Argentinian novelist Agustina Bazterrica’s second novel Tender is the Flesh is an unsettling reflection of human brutality.
The premise is simple. It’s extrapolation profound.
Animals are infected by a virus, making them lethal to humans. The human solution, kill all the animals. To take the place of animals in the food chain, governments “transition” to what is euphemistically called special meat, human flesh.
Bazterrica’s vision of this legitimised cannibalism transposes the exploitation of animals, currently practiced around the world, onto humans. Think Eloi and Morlocks from HG Wells’ 1895 classic The Time Machine but we’re the Morlocks, on an industrial scale.
We experience this grim future through Marcos, a manager at one of the most prestigious processing plants in the country; they don’t call them slaughterhouses anymore. His wife moved out following the sudden death of their infant son. His beloved father is in the latter stages of dementia brought on, Marcos thinks, by the transition.
Many people suffered an acute depression and gave up on life, others dissociated themselves from reality, some simply committed suicide.
Bazterrica creates this same feeling of dissociation by writing Marcos entirely in the third person. “He enters the tannery.” “He enters the breeding centre.” “He picks up the club… and hits her on the forehead.” It feels like being removed, there but not, slowly unraveling.
Most of us never consider the process that goes into meat production, the violence involved in slaughtering an animal, but as Marcos walks us through the mechanics of slaughtering humans and preparing their carcass in vast quantities, we become helpless observers of the slaughter.
To make the killing possible all trace of identity is stripped from those destined to be food. Turning heads into herds, they become nameless products, numbers on a page. You can’t shave the head of a person to sell their hair, or drain a lactating female to sell her milk, if you consider them a person. Heads even have their vocal cords surgically removed so they’re more submissive and won’t scream when they’re slaughtered.

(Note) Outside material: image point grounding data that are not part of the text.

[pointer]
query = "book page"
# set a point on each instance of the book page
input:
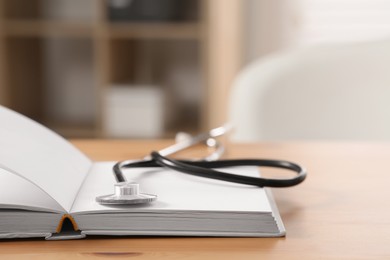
(19, 193)
(41, 156)
(176, 191)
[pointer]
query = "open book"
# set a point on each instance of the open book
(48, 189)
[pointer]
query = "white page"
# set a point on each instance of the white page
(18, 193)
(175, 191)
(41, 156)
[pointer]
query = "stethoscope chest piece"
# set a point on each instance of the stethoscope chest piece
(126, 193)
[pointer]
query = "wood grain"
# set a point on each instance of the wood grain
(340, 212)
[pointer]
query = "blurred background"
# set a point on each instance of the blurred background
(150, 68)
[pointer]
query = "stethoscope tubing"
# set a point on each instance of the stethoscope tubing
(206, 169)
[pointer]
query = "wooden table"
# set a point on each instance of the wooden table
(342, 210)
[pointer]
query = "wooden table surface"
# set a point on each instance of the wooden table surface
(341, 211)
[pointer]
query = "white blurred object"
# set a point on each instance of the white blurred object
(134, 112)
(322, 92)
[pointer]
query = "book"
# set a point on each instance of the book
(48, 189)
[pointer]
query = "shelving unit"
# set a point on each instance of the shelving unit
(58, 69)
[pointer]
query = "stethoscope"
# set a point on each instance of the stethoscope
(128, 192)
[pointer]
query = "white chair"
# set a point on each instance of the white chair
(323, 92)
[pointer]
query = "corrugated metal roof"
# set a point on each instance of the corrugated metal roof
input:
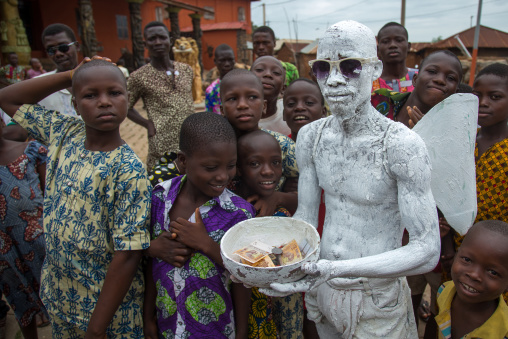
(489, 38)
(295, 47)
(416, 46)
(219, 26)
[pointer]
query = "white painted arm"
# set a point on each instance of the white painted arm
(309, 192)
(411, 168)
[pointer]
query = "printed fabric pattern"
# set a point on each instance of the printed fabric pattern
(194, 301)
(168, 100)
(212, 97)
(21, 233)
(95, 203)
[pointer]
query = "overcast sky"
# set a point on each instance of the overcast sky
(425, 19)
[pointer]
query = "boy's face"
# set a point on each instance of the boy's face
(260, 164)
(392, 45)
(302, 105)
(272, 75)
(100, 97)
(64, 61)
(242, 102)
(157, 41)
(36, 64)
(225, 62)
(480, 267)
(209, 170)
(263, 44)
(437, 80)
(492, 93)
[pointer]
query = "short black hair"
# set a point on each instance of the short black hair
(497, 69)
(154, 24)
(450, 54)
(390, 24)
(93, 64)
(309, 82)
(222, 48)
(236, 73)
(245, 139)
(54, 29)
(264, 29)
(201, 129)
(497, 226)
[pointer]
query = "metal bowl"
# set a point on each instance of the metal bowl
(273, 231)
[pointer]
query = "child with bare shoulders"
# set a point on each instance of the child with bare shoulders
(260, 169)
(471, 306)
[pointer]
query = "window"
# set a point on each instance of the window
(121, 27)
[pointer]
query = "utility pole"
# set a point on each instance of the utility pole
(475, 45)
(264, 15)
(403, 13)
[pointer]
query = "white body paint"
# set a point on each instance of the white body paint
(449, 132)
(273, 231)
(376, 177)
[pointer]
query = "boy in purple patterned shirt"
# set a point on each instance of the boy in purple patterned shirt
(192, 294)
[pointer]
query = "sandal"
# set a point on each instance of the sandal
(424, 311)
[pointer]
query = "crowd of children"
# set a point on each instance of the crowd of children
(101, 216)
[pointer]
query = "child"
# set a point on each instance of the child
(303, 104)
(22, 171)
(272, 75)
(471, 305)
(491, 152)
(439, 76)
(260, 168)
(243, 105)
(194, 299)
(96, 206)
(224, 60)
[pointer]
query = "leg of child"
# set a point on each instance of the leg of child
(288, 315)
(119, 277)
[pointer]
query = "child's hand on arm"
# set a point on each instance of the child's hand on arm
(195, 235)
(119, 277)
(166, 248)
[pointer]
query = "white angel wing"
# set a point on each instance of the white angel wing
(449, 132)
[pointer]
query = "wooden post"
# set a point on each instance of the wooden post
(136, 32)
(89, 45)
(175, 25)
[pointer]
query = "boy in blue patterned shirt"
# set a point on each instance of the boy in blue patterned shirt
(96, 206)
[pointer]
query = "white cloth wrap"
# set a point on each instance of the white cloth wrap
(362, 308)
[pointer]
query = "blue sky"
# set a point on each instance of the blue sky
(425, 20)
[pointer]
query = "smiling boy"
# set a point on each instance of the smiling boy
(471, 305)
(271, 73)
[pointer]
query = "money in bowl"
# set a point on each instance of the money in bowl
(261, 251)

Once done, society is free to engage in any number of cruelties, anything can be rationalised, no matter how disturbing.
Marcos marches us through scenarios that are as plausible as they are cruel. Tanneries and breeding centres. A game reserve where rich hunters can chase and kill prey they later eat. A research laboratory where specimens are subjected to all kinds of tortures, tests and experiments, in the name of science.
He introduces the Church of the Immolation, a cult that protests this legalised cannibalism by sacrifices themselves into the food chain, and the Scavengers, societies outsiders living beyond the fence of the processing plant, given Church of the Immolation sacrifices by Marcos.
The immolated person can’t be told their body will be disembowelled, torn apart, chewed up and devoured by an outcast, an undesirable.
Marcos is a man haunted by what’s been lost, tormented by the reality of this brave new world, its decadence, its hypocrisy. Then he’s gifted a First Generation Pure woman by one of his clients. Stamped twenty times “one for each of her years in the breeding centre” could she be his salvation? The answer to that question might be the most disturbing reply of the book.